Should Asset Management be Centralised or Decentralised?

Whether asset management should be centralised or decentralised has been asked since the beginning of Asset Management (AM) as a structured activity.  Many organisations have cycled through these structures, some several times.  We have seen both models succeed and struggle.  Before considering which organizational structure is best, we can learn from what has worked in the past.

The common primary success factors are a good asset management team leader with top management (ISO, 2014) support and commitment over the long term.    Without both of these in place, fragmentation into silo’s of finance, maintenance, construction, compliance and knowledge management is the most common result.  Often these silos are in adversarial competition for resources with short term horizon of less than 5 years.

The key focus of the ISO 55000 series and IIMM is the role of the AM Leader and the interaction with “top management”.  Leadership is not the same as management although they are complementary and often overlap. (IIMM, 2015).     A secondary, but essential success factor is at least 2 people who are proficient and have experience in asset management. (Wallsgrove, 2020)

With these success factors in place, that is, top management commitment, a good AM leader, and at least 2 people with AM knowledge and understanding, a centralised structure has a lower likelihood of fragmentation into the AM silos mentioned above.

Good communication skills are the essential attributes of a leader to communicate throughout the organization how the organizational objectives are to be converted into asset management objectives (ISO 55000 2014, 3.3.2).  This manages the primary risk of fragmentation of asset management into competing silos with fragmented or inadequate skills.

Both international source documents, ISO 55000 series and IIMM are consistent in defining the roles and responsibilities of asset management in an asset intensive organization as much more than maintenance management.

References

IIMM, I. I. (2015). IIMM International Infrastructure Management Manual.Sydney: IPWEA.

ISO. (2014). ISO55000.Geneva: ISO.

Wallsgrove, R. and Cripps, L. (2020).
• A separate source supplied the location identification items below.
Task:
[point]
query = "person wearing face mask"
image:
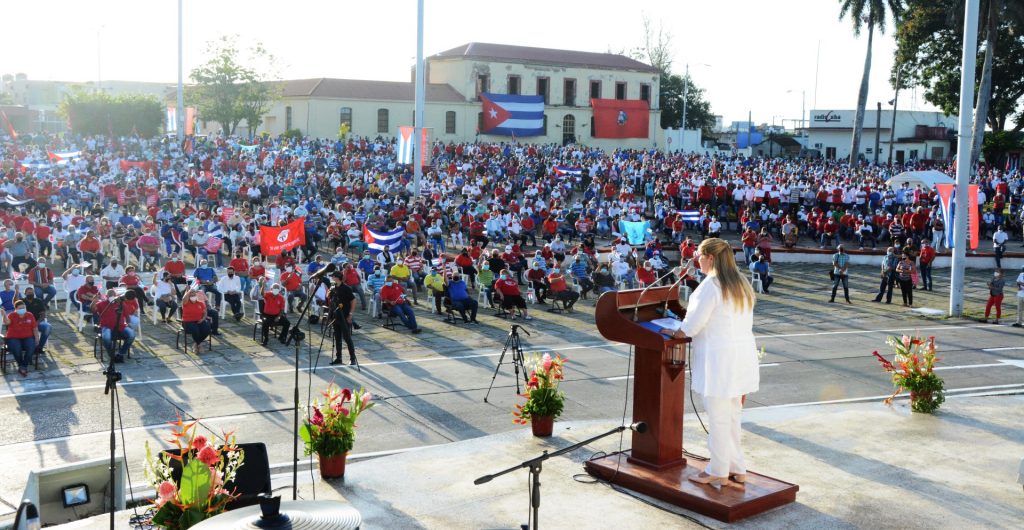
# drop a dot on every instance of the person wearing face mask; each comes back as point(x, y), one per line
point(132, 281)
point(461, 301)
point(340, 306)
point(114, 325)
point(22, 335)
point(195, 319)
point(230, 286)
point(403, 275)
point(272, 314)
point(560, 290)
point(995, 292)
point(393, 300)
point(646, 275)
point(167, 302)
point(36, 306)
point(507, 292)
point(41, 278)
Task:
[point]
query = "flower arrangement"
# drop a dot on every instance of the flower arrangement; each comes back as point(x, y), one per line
point(203, 469)
point(543, 396)
point(912, 368)
point(330, 426)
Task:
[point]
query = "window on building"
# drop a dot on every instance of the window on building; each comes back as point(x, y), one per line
point(568, 92)
point(542, 88)
point(514, 85)
point(450, 122)
point(482, 84)
point(345, 117)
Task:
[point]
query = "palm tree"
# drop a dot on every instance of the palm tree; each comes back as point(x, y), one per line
point(870, 13)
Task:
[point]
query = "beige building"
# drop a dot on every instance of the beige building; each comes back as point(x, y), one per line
point(567, 80)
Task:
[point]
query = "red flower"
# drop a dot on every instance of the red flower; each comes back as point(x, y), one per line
point(208, 455)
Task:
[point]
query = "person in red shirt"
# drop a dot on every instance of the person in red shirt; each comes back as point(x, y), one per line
point(113, 315)
point(195, 319)
point(560, 290)
point(22, 335)
point(925, 269)
point(507, 291)
point(272, 313)
point(393, 300)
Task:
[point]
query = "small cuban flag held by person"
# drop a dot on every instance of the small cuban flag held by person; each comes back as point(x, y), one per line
point(377, 241)
point(507, 115)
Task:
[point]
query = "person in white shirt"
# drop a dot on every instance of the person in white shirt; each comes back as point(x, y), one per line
point(230, 286)
point(1020, 300)
point(112, 273)
point(999, 245)
point(724, 359)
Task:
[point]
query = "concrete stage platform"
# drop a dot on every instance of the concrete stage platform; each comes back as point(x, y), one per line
point(858, 466)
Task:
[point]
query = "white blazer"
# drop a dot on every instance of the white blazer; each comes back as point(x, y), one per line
point(724, 357)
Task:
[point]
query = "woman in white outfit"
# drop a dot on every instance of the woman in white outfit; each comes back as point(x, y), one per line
point(724, 361)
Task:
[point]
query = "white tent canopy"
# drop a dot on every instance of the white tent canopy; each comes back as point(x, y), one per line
point(927, 179)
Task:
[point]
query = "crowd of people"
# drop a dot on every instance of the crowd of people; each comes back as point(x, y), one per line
point(519, 222)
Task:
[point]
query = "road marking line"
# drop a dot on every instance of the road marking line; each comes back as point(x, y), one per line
point(462, 357)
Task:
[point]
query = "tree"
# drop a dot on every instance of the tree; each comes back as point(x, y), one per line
point(99, 113)
point(229, 88)
point(869, 13)
point(929, 47)
point(656, 51)
point(698, 115)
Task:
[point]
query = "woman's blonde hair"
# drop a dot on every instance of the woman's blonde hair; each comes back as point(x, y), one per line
point(735, 290)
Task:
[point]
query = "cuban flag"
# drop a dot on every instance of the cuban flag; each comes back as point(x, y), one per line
point(563, 171)
point(404, 150)
point(690, 216)
point(506, 115)
point(377, 241)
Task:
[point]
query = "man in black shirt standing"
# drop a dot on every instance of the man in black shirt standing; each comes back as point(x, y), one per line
point(340, 304)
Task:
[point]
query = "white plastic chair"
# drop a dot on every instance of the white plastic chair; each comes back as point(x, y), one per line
point(756, 282)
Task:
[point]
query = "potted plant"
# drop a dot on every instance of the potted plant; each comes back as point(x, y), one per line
point(329, 430)
point(912, 368)
point(202, 469)
point(544, 401)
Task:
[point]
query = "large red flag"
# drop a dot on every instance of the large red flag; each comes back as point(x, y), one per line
point(275, 239)
point(621, 118)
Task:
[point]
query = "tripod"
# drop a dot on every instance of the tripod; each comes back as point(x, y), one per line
point(518, 362)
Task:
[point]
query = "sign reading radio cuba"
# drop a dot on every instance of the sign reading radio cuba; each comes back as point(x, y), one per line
point(832, 118)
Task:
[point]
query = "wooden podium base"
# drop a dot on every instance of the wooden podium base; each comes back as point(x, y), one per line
point(673, 485)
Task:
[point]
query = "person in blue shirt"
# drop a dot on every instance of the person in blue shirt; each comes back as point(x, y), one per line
point(7, 296)
point(461, 301)
point(207, 278)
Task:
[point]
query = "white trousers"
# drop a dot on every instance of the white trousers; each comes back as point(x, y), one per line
point(723, 436)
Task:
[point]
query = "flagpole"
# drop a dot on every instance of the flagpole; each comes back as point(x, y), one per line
point(179, 114)
point(964, 164)
point(420, 89)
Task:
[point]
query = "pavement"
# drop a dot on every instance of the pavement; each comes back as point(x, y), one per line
point(431, 386)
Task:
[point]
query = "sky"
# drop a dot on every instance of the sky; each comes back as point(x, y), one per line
point(769, 58)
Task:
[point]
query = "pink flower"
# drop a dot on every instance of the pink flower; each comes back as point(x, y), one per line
point(167, 491)
point(208, 455)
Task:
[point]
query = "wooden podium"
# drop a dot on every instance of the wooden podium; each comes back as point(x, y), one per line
point(655, 466)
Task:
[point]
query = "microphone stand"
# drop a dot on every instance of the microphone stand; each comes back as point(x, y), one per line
point(535, 467)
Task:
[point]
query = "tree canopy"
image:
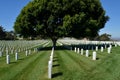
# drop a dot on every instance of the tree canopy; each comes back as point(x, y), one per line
point(61, 18)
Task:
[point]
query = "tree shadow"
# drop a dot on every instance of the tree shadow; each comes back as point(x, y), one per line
point(56, 65)
point(57, 74)
point(50, 48)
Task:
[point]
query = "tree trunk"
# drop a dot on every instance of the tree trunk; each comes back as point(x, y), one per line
point(54, 42)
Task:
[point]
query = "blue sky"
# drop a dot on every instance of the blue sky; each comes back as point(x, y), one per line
point(112, 8)
point(10, 9)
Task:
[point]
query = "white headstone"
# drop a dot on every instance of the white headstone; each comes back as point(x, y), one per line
point(1, 54)
point(26, 53)
point(78, 50)
point(16, 56)
point(12, 51)
point(29, 52)
point(109, 49)
point(94, 55)
point(81, 51)
point(71, 48)
point(115, 45)
point(75, 49)
point(96, 48)
point(87, 53)
point(49, 69)
point(101, 49)
point(7, 59)
point(6, 51)
point(110, 46)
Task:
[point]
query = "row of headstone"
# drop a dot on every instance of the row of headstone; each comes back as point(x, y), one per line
point(8, 58)
point(50, 64)
point(27, 52)
point(94, 53)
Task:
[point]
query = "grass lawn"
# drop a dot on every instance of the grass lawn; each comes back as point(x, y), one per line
point(67, 65)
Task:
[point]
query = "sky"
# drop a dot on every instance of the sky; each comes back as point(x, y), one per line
point(10, 9)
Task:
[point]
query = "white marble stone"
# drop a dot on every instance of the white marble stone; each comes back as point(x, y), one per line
point(78, 50)
point(96, 48)
point(26, 53)
point(1, 53)
point(109, 50)
point(75, 49)
point(16, 56)
point(81, 51)
point(87, 53)
point(94, 55)
point(49, 69)
point(7, 59)
point(102, 49)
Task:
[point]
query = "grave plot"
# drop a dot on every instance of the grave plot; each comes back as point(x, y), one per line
point(66, 64)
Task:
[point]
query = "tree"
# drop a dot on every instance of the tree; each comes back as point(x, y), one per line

Building an Asset Management Team .Amazon .

AMQ International’s ‘Strategic Asset Management’, ed: Dr PennyBurns,  Issues 270, 298, 371

 Footnotes 

1. SAM 270 looks at different structures, all of which were adopted successively by an Australian Rail Company when they discovered the problems with the one they were currently using.  The whole issue looks at organisational structure. 

2. SAM 298 pp 3-5 ‘Four models of AM organisation within councils’ 

3. SAM 321 ‘A Perfect AM Organisation?’  pp 1-3 

4. Roorda (JRA) was the Asset Management Consultant for BART from 2012 – 2015 and established a successful asset management programme for BART (Bay Area Rapid Transit) with John McCormick and Frank Ruffa.  AM Council News  and   Asset Management Implementation and Integration Frank Ruffa

 

3 Thoughts on “Should Asset Management be Centralised or Decentralised?

  1. RUTH WALLSGROVE on February 18, 2020 at 12:10 am said:

    Jeff, absolutely – it so much depends on the person leading it. That’s worrying, because there still aren’t too many people to take on this leadership – and very few organisations think about leadership when they hire. What can we do to build up such AM leaders? x

  2. David Hope on February 20, 2020 at 7:04 pm said:

    Jeff, you make some good points. However, organizational culture will play a significant role in success or failure. If the culture is one of divide and rule the silos will be reinforced and AM success will be problematical. If the culture is one of inclusiveness and working towards common goals the leadership roles you suggest will have a far greater chance of delivering outstanding asset management.

  3. I would argue that it isn’t a digital decision – the things are largely the same and can be run centrally with an obvious advantage (consistency, assurance and efficiency) should be centralised and the things that suit ‘devolution’ (those requiring local adaptations and ownership) are best decentralised. (in reality you often need an exception/shortcut for each side!) The advantage in this is also an organisation that naturally gives empowerment in a logical way. I’ve been involved in building a new national water utility over the last 5+ years (Ireland) and we had a mix of national, central control for things such as standards and specifications (known as Tech Hubs) and then 14 local ‘stewardship groups’ – all with the same ToR but one which describes what they need to do, but giving them local latitude where needed.